In this research, we successfully implemented feedback control of particle shape in a semi-batch crystallization. The overall goal of this research was to measure and regulate the shape and size of particles created by nucleation and growth processes in crystallizers. The state of the art in this field up to 1993 is summarized in the review article [12]. At that time, control of crystal size and crystal size distribution was just becoming possible using simple on-line slurry measurements such as light transmittance or small angle forward light scattering. The challenge undertaken in this research was to go to the next level and attempt direct control of crystal shape. It was felt that demonstration of online shape measurement and control would require the development of entirely new measurement technology compared to what was being used for size control.
The measurement technology we developed for this purpose was direct digital imaging of a sample stream. As discussed in the report, the key to extracting useful particle shape information from the digital images requires the user to monitor two key variables. We chose boxed area and aspect ratio of the identified particle images to infer the shape of the crystals.
We developed the following crystallization system to demonstrate the result. An impurity free stream flowed through the crystallizer and we regulated the flowrate of a habit modifier stream in order to maintain the desired shape. At the 2000 IFPRI Annual meeting, we showed our first results in which, without any prior knowledge of model parameters, a simple proportional-integral control algorithm is able to maintain a desired crystal shape and in doing so, determines the critical concentration of habit modifier required to maintain this shape.
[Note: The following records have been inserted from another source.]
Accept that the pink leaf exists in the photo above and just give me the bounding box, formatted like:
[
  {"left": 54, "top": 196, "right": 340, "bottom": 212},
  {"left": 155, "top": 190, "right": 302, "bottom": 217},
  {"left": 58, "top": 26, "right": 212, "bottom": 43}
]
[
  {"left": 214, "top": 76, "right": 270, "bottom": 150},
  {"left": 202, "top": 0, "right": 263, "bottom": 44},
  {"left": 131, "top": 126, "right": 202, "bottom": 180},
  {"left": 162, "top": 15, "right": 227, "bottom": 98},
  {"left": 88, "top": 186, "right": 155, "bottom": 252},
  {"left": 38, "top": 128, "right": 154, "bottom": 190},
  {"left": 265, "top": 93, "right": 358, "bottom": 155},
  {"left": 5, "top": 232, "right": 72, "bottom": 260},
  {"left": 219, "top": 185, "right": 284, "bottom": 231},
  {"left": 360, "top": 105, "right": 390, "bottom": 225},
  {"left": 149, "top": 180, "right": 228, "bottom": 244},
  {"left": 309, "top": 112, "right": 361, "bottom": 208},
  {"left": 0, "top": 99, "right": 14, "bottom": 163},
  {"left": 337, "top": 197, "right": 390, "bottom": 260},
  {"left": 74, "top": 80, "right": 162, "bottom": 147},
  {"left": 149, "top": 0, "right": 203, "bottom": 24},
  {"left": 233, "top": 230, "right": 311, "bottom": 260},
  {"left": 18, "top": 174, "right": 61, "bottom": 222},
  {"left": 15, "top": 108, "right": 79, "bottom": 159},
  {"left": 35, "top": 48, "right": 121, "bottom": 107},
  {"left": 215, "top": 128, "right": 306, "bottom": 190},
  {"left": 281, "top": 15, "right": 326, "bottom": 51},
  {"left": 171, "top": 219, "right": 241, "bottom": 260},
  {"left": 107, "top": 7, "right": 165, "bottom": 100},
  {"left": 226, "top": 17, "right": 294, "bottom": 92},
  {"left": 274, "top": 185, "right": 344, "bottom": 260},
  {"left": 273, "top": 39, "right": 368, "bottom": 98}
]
The prototypical system and process we selected is semi-batch crystallization of sodium chlorate (NaClO3 ). Sodium dithionate (Na2 S2 O6 ) is a habit modifier that influences the relative growth rates of 100 and 1 ̄1 ̄1 ̄ faces of the crystal. In the presence of at least 50 ppm sodium dithionate the growth of the 1 ̄1 ̄1 ̄ faces is blocked by the impurity and the crystal shape changes from cubic to tetrahedral. Without impurity present, the 100 faces grow slower than the 1 ̄1 ̄1 ̄ faces and the crystal shape changes from tetrahedral to cubic. The shape change is easy to detect with video images alone, though there are limitations with extracting useful quantitative information from images for use as a signal for feedback control.
This prototypical process displays the following industrially relevant characteristics.
1. Particle shape is affected by unmeasured disturbance variables.
2. Online sensing is available in the form of video images. The images are replete with bad data. Some particles are fused or broken; it is difficult to obtain representative samples; particle boundaries overlap each other; there are significant levels of process noise; and it is difficult to sample enough images to remove the effects of this noise through averaging. The standard image analysis software provides simple measures such as particle boxed area and aspect ratio; as we show later, these simple measures are inadequate signals for feedback control.
3. We can manipulate a process variable that also influences particle shape. Through this feedback policy, we maintain the desired shape in the face of the unmeasured disturbances. The video images are processed in real time to produce the feedback signal that is used for control.